Learn what to expect before applying for short-term private financing.

Hard money, as you probably already know, is a source of financing for many types of commercial properties and projects. A hard money loan is issued by an investor (or investment group) and while these loans are typically accompanied by higher rates, the advantages are numerous when compared to traditional lending. Think: flexible term structures, fewer rejections and the sheer speed the loan is processed—just to name a few.

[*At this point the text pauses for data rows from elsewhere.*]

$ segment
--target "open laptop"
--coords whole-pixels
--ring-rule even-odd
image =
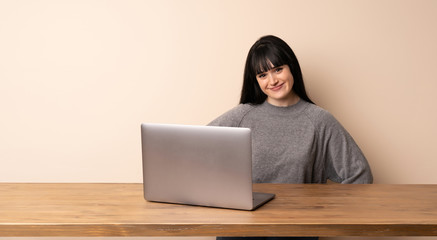
[[[141,124],[144,198],[254,210],[275,197],[252,192],[248,128]]]

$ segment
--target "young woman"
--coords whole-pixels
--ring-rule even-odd
[[[209,125],[252,130],[255,183],[373,182],[349,133],[306,94],[299,62],[278,37],[264,36],[251,47],[240,104]]]

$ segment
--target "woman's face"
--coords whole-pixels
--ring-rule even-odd
[[[299,97],[293,92],[294,79],[287,64],[256,75],[256,80],[267,95],[267,102],[280,107],[291,106]]]

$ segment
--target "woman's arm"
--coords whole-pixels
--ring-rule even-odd
[[[339,183],[373,183],[369,163],[352,136],[328,112],[319,130],[319,148],[324,158],[326,177]]]

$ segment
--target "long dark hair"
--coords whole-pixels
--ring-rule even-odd
[[[261,37],[249,50],[244,68],[240,103],[263,103],[267,95],[259,87],[256,75],[285,64],[290,68],[294,78],[294,93],[301,99],[314,104],[305,91],[302,71],[293,50],[282,39],[272,35]]]

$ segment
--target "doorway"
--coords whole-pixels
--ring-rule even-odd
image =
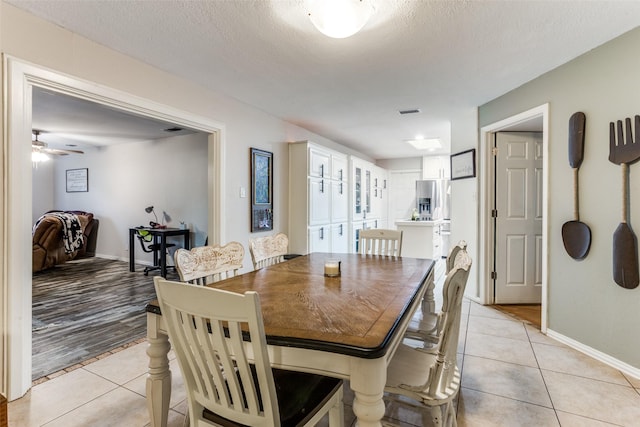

If it’s sounding like hard money may work for your next property, it pays to be prepared. Follow these tips to make sure you’re ready to apply for your next hard money loan.

Come with a project

While private lenders prefer borrowers with experience in the commercial real estate market, having successful projects under your belt isn’t the only qualifier. Be ready to present the circumstances of your plan in a clear and organized fashion. What is the potential value of the property you want to purchase? Look into the history of the location and neighborhood and get prepared to prove the property and location are a safe investment.

Come with plan

When you start talking to a private lender about a hard money loan, a detailed, well-documented loan package is vital to making an underwriting decision. Typically, lenders will run a credit report, require two years of tax returns, as well as request various financial statements (bank, investments, proof of credit/assets/liabilities). It should be noted that the documents required will be unique to the type of loan and each borrower’s personal financial situation.

That being said, some commonly requested information includes:

  • Borrower tax returns
  • Financial statements
  • Information on owned properties
  • Contingent liabilities of the borrower
  • Construction loan sources and uses
  • Cost estimates
  • Full project plans
  • Engineering specifications

A helpful hard money lender will assist you with the loan application as well as the Statement of Information (SI), a document that helps the title company evaluate your application.

Come with cash

We won’t blow smoke at you—the primary requirement for attaining a hard money loan is the equity you’re investing in the property. The lowest amount for commercial properties is typically 30 – 40%. The larger the down payment the lower the risk (for the lender)—and the more likely the loan will be approved.